Of course it does. Our parents are the people whose approval of us matters beyond anybody else's, and that includes Simon Cowell. Who didn't run faster, throw further, hit harder or clutch the spoon tighter because their parent was watching? Kids love it when their parents watch them perform in any sphere, yet to read the Daily Mail, you'd think Lord Coe was actively working against the interests of the nation.
"Does he live in the real world?" the paper shrieked, raising the prospect that UK GDP would plummet still further if workers nationwide were to down tools and stand on the touchlines of the few remaining playing fields for the odd hour each week. Watching little Jordan or Amy run around an undulating field would seem to be less productive than time spent at your desk, surfing the net or playing online poker.
The argument was brought to the Today programme on Tuesday, to be settled in the last four minutes of the show by Guardian columnist, Tim Dowling and journalist Lucy Cavendish.
Lucy put the case for watching your kids, getting involved with their activity and demonstrating that it mattered. I recognised what she was saying. Even though I barely understand the rules of any of the games they play, I try to see my sons' matches whenever I can and I do reorganise my schedule to do so. I know that my boys want someone there to see them score a goal/ put in a good tackle/ hit the ball for four/hit the ball at all. Being picked for a team matters to them and I want to acknowledge that achievement in a tangible way. So, the boot of my car contains a deck chair, an enormous umbrella, bloody awful rubber boots and several filthy rugs. With a flask of tea, I sit and I watch my children, who won't be children for more than the blink of an eye, run around in the wind and the rain and the sunshine and I always wear my sunglasses, because it makes me cry.
Tim Dowling, perhaps the least joyful of any writer I have ever read, heartily disagrees. Not for him the official sanctioning of time off work to watch kids play matches. No! He 'can't see what [his] children would get out of [his] being there' and, in any case, he claims not to have the 'football talk' to survive the social experience. Apparently, it's all about him.
Of course, Mr Dowling let slip that his own father was 'always there' at his tennis matches as a boy, so he wouldn't know what it feels like to search through the assembled faces for the one you want to see, or the disappointment that ensues when you realise that nobody remotely related to you is anywhere in the vicinity.

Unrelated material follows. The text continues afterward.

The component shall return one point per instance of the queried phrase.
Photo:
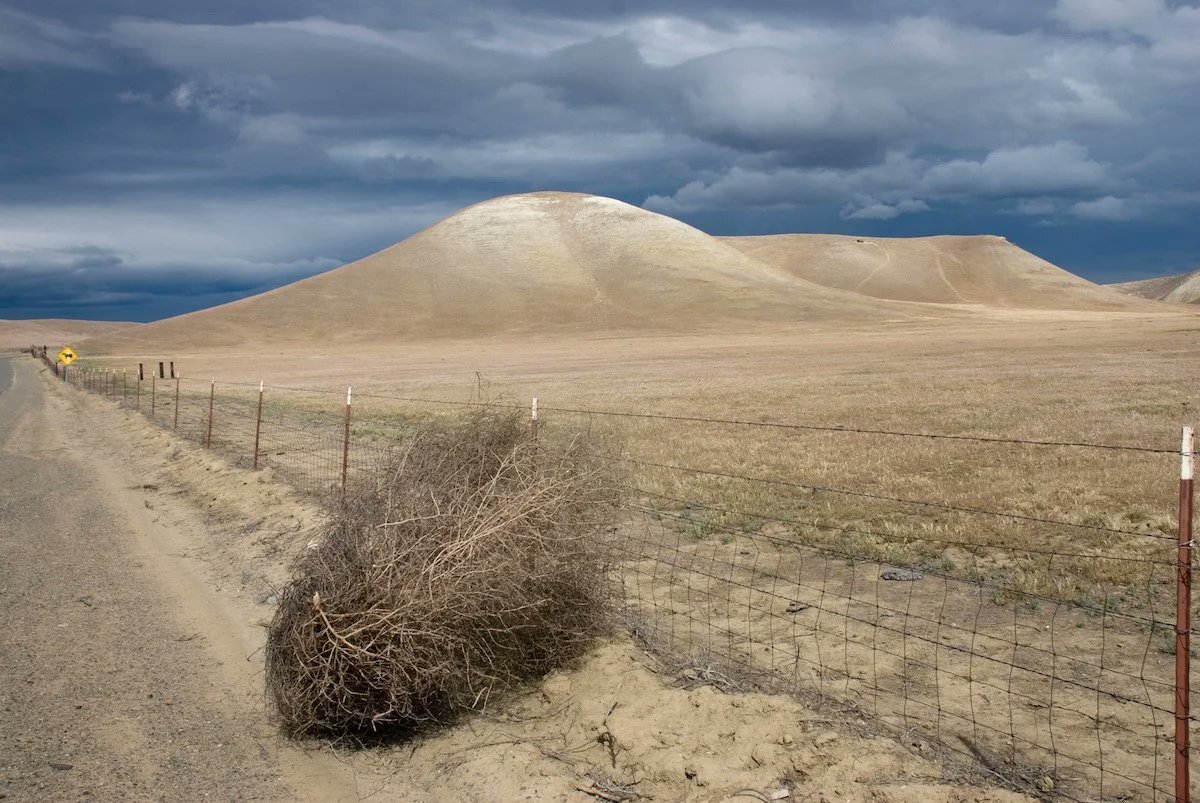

The Today programme failed, as it invariably does in this 08:56 slot, to resolve anything at all. It paid lip service to an issue which, while it sounds like 'soccer mom' territory, is much, much more important. The role sport can play in the development of our children is immeasurable. Sport teaches discipline, cooperation, social skills and communication. It helps kids to be healthy. It helps kids who can't spell derive esteem. It helps kids value each other. Because it meant nothing to Michael Gove however, a bookish boy who had no problems spelling, funding for sport in schools is set to be slashed by £162 million in this Olympic year.
Children take seriously what adults take seriously. Not watching our children's matches sends a negative message to the kids and a positive one to Gove as he strides around the school gym, axe in hand.
After all, if you're not watching matches now, will you notice when there are no matches to watch?